Alongside planting, farmers and government staff took part in extensive training, including 12 farmer courses and multiple extension sessions during coffee farmer group meetings, reaching 500 households and five specialist programs for more than 80 provincial and national officials. The team also pioneered Vietnam’s first smallholder-focused agroforestry carbon app, enabling farmers to map and monitor their trees at low cost while strengthening transparency for carbon markets. At the policy level, a national seminar and technical review analysed Vietnam’s current carbon frameworks in line with international standards, helping inform the country’s forestry carbon standard.

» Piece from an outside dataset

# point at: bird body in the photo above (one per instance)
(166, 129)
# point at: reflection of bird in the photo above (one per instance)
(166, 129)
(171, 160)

By the time the partnership closed in 2025, it had delivered practical results in the field as well as built the systems needed for scale. Farmers are now equipped with new skills, digital tools and secure market access, laying the foundations for upland agroforestry to deliver lasting benefits for livelihoods, landscapes and the climate.

Highlights

During the BPP partnership period, highlights included:

  • Tree planting at scale: 140,000 timber and multi-purpose trees planted across upland and coffee plots, surpassing the original 100,000-tree target.
  • Farmer engagement: 492 households supported to diversify livelihoods through timber, fruit, resin and carbon income streams.
  • Climate change contribution: Projected total carbon sequestration of 80,000-100,000 tCO₂e over 20 years, including both above-ground biomass and soil carbon improvements.
  • Capacity building: 12 training courses for 500 farming households, plus 5 specialist trainings for more than 80 provincial and national staff.
  • Digital innovation: Launch of Vietnam’s first smallholder-focused agroforestry carbon app, enabling geo-tagging and monitoring of trees.
  • Policy alignment: A national seminar and technical carbon standards review informed Vietnam’s forestry carbon standard, embedding lessons into national frameworks.
  • Market access supported: Project has been supported to join Rabobank’s ACORN program. Once registered, this program guarantees a minimum carbon price of €20/tCO₂e and ensure that 70% of carbon revenues flow directly to local communities.